Ophelia A young Gothic Lolita who dances on broken glass, and lies on a bed of nails, allowing a cinder block to be crushed on her chest.

Volos A demon from Hell who impales himself with needles sharpened to a deadly point, sets an animal leg-hold trap off with his own bare hand, and dines on crickets and worms.

== Attractions ==

Along with the sideshow performances that Carnival Diablo has become famous for, Scott McClelland has created several attractions that have been put on display at several venues, most notably at carnivals such as the Red River Ex, the Calgary Stampede and the Canadian National Exhibition.

Carnival Diablo - The Strangest Show Unearthed A Big Top Circus Tent Show that embodies the Mystery and Wonder of Carnival Diablo's Sordid World.

The World of Wonders Houses an assortment of strange and obscure objects, promising such marvels as 'The Mummified Prospector', 'The Killer Dummy' and much, much more.

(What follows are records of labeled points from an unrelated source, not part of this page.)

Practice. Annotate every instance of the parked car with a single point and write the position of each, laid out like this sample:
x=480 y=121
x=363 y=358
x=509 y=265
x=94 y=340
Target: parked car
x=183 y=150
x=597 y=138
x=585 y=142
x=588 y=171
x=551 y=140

Anastasia the Living Mermaid Hidden away under a carnival tent is a Living Mermaid ready to interact with anyone from within the confines of her tank of water.

The Missing Link The frozen remains of the missing link between Neanderthals and Homosapiens, complete with an archival documentary.

The Paranormal Show: Wunderkammer Scott McClelland is a Parapsychologist and a harbinger of lost secrets, together you will take a journey down the rabbit hole as he explores the weird and exotic world of the Supernatural. Join Scott as he opens the doors to his Wunderkammer, a 17th Century Cabinet of Wonders.